Seguindo à cozinha, Albertine decidia sobre onde esperaria os empregados retornarem, pois só após isso poderia ajudar a preparar o jantar. Passou pela entrada da sala de música, mas não atraiu-se por ela. Alguns metros à sua frente, a porta da cozinha estava aberta, como costumava ficar durante o dia, e só isso foi o suficiente para fazê-la perder a fome; ainda não havia esquecido o terrível incidente de algumas noites atrás, e não acolheu a ideia de estar sozinha naquele cômodo. Retornou pelo mesmo caminho, subiu as escadas e parou no corredor. No fim dele, a luz do sol espalhava-se em inúmeras cores e formas ao atravessar o vitral colorido. Albertine nunca havia parado para observá-lo, nunca percebera como era atraente.

O corredor era repleto de portas – do lado esquerdo levavam aos quartos, e do direito levavam a ambientes variados.
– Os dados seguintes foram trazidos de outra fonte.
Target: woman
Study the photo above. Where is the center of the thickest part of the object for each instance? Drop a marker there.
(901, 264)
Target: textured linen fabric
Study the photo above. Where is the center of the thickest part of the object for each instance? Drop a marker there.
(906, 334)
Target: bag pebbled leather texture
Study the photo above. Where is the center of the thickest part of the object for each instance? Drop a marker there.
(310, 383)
A primeira porta era a da biblioteca, e foi até ela que a moça, decididamente, se dirigiu. Uma fina camada de poeira que descansava sobre a maçaneta foi removida ao ser apalpada pela visitante. Quando a porta se abriu, um forte odor de papéis velhos e embolorados escapou, fazendo Albertine recuar. Após recuperar o fôlego, girou o corpo e adentrou; Ringo permaneceu no corredor, sentado. Nenhum dos inúmeros chamados foi suficiente para fazê-lo mudar de ideia.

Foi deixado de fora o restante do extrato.